この2メートルそこそこの円筒型密閉式チャンバーには高い精神安定効果を持つ各種装置が備わっており、チャンバーの中に3時間横たわっているだけで、心身のリフレッシュ効果が12時間の熟睡に匹敵するとされている。ウサミン星の船舶には大抵備わっている標準的な装置だ。
実に数十年ぶりに身体を預けるベッド・チャンバーだったが、畳の上に布団を敷いて眠る生活に慣れ切った彼女からすれば、実感として、狭苦しさが懐かしさに勝っていた。それにこのチャンバー、確かに疲れは取れるのだが、どうにも休んだ気になれないのが頂けない。
チャンバーの内側の開閉スイッチに指を触れると、音もなくカバーがスライドする。
菜々は起き上がって周りを見回してみる。
ベッド・チャンバーが三つ並んでいる仮眠室には、タワー型のドリンクディスペンサーや観葉植物が置かれている。休憩室に置かれている備品は地球製の品も多く、ドリンクディスペンサーに貼られたラベルには、地球の大手メーカーのミネラルウォーターのものもあった。
『お目覚めになられましたか、ナナ様』
横合いから投げかけられた声は、ややくぐもった響きを伴っていた。菜々が振り返ると、つやつやとした白い巨体が視界の半分を埋めた。
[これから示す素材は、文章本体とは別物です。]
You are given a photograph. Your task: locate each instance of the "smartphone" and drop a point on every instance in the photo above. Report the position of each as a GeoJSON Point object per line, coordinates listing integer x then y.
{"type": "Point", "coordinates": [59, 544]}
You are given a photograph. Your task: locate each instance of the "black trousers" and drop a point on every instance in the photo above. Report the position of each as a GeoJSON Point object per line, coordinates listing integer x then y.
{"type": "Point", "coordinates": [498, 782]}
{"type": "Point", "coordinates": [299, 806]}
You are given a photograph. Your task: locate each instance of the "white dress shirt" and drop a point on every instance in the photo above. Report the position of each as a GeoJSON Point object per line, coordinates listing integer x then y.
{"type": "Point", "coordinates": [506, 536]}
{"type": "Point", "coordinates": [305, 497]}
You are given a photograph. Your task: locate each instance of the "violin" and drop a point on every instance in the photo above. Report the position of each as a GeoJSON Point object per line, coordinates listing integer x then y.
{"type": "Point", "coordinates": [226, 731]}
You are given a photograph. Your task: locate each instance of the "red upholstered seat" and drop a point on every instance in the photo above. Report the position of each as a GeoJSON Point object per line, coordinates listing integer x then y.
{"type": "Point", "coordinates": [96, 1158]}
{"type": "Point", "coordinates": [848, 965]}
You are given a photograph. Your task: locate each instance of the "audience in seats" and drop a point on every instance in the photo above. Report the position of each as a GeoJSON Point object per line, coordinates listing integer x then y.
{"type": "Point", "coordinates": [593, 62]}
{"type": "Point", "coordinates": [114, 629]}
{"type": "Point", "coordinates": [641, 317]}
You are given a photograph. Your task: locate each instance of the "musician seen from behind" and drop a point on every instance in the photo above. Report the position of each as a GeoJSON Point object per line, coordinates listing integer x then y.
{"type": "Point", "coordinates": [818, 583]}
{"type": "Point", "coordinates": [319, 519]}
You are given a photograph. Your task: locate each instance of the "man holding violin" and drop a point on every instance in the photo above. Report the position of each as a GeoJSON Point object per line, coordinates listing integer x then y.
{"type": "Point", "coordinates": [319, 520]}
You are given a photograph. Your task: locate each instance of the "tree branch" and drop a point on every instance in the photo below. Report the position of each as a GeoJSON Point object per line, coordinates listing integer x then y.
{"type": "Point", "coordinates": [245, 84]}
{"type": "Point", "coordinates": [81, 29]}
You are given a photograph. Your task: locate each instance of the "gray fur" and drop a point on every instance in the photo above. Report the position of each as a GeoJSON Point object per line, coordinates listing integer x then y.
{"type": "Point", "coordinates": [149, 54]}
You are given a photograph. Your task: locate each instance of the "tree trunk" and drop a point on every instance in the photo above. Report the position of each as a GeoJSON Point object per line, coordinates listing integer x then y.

数日前、自分にコンタクトを取ってきたウサミン星人だ。地球人とは呼吸器や発声器官の構造が異なるウサミン星人は、地球の重力や気圧の下ではマスクで口元をすっぽり覆ったような発音になることがある。地球人の身体構造を真似て変身することでこの問題は避けられるが、彼はそうしないのだろうか。
「ナンバーをどうぞ。ナナはNo-2017……」
咄嗟に『挨拶』を口にしかけ、菜々はハッとなった。意識を失う直前のことが、脳裏に浮かんでは消える。
数時間前、彼と会話をしている時に夕実が現れて、抗しがたい眠気に襲われて……いや、その前だ。彼はナンバーを提示した自分に怪訝な顔を見せたのだ。
そうだ。個人名ではなく、ウサミン中央政府が発行する管理登録ナンバーを提示し合うこのやり取りは既に過去のものだと、彼が言っていたではないか。
戸惑いに目をしぱたかせる菜々に対して、ウサミン星人は底堅い声音で言う。
『……旧政府発行のパーソナル・ナンバーの提示は、ウサミン救国軍事会議によって禁止されています。 首都ウサミンシティでその挨拶をしたら、反政府主義者の嫌疑をかけられて逮捕されるでしょうな』
「ウサミン救国軍事会議……?」
まったく聞き覚えのない単語に、菜々はさらに困惑を深くせざるを得なかった。
先程から、目の前のウサミン星人とは何かが決定的に食い違っている。今のウサミン星は、自分の知っているウサミン星ではなくなったとでもいうのだろうか?
「……教えてください。ウサミン星はどうなってしまったんですか……?」
『……やはり、何もご存じないのですね』
「ナナはもう何年もウサミン星に帰還していません。ウサミン星から何も言ってこないから……」
『新体制に移行してからも政府は貴女に接触したがっていて、毎年使者を送っていました。 超光速通信で、貴女の端末に帰還命令も出ていたはずですが…… ……いえ、何かの事故によって、地球に辿り着けなかったという可能性もありますか』
ウサミン星人は、菜々の親友である夕実がその使者達を秘密裏に始末していたことは敢えて伏せた。これから話す内容を考えれば、彼女がより大きなショックを受けることは確実だったからだ。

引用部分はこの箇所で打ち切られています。